Mayor Marty Walsh’s administration is actively involved behind the scenes to help advance the Huntington’s efforts to keep using its longtime home on Huntington Avenue, which Boston University is readying to sell to a local developer. City Hall also has close ties to the Barr Foundation which, with the Klarman Family Foundation, is splitting the $1.4 million cost of Boston Creates, the year-plus effort to develop a 10-year master plan that encompasses the city's arts ecosystem. (Its chief findings will be unveiled June 17 when Mayor Walsh appears at the Americans for the Arts' annual conference, held this year in Boston.)

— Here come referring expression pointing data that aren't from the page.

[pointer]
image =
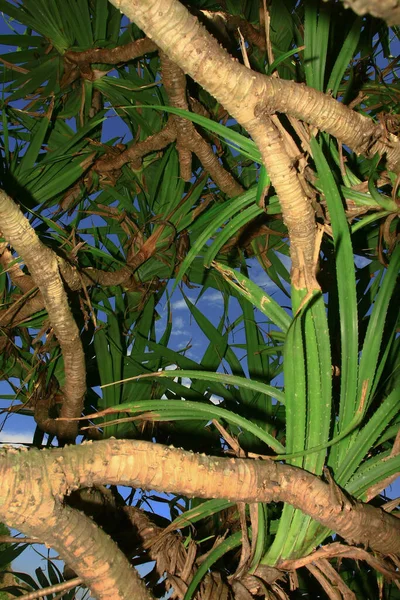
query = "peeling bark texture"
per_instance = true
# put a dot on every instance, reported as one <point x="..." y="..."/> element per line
<point x="251" y="98"/>
<point x="29" y="503"/>
<point x="43" y="267"/>
<point x="245" y="93"/>
<point x="388" y="10"/>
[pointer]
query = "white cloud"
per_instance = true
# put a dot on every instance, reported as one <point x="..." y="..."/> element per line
<point x="179" y="304"/>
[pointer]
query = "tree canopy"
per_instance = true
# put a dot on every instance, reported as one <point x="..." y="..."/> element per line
<point x="246" y="151"/>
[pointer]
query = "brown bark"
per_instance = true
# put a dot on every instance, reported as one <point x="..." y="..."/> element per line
<point x="242" y="91"/>
<point x="182" y="37"/>
<point x="388" y="10"/>
<point x="43" y="267"/>
<point x="32" y="483"/>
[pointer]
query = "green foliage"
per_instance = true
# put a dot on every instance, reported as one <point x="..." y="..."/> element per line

“What’s interesting about Boston,” Hennrikus says, “is that all the big institutions were privately founded and funded for so long that an organic [funding] infrastructure never built up.”
Though the search for new and better funding sources never abates, an arts ecosystem did build up in Greater Boston over the past few decades, says Lussier. It may be rich and fertile in some spots and scrappy and under-funded in others, but its inhabitants are determined to keep adapting to its particular challenges and building on their own distinctive strengths.
“A lot of people would be surprised that there was a time, as recently as 30 years ago, when Boston wasn’t really an arts town,” says Lussier. Now it is, he adds, and “that’s all just part of our DNA.”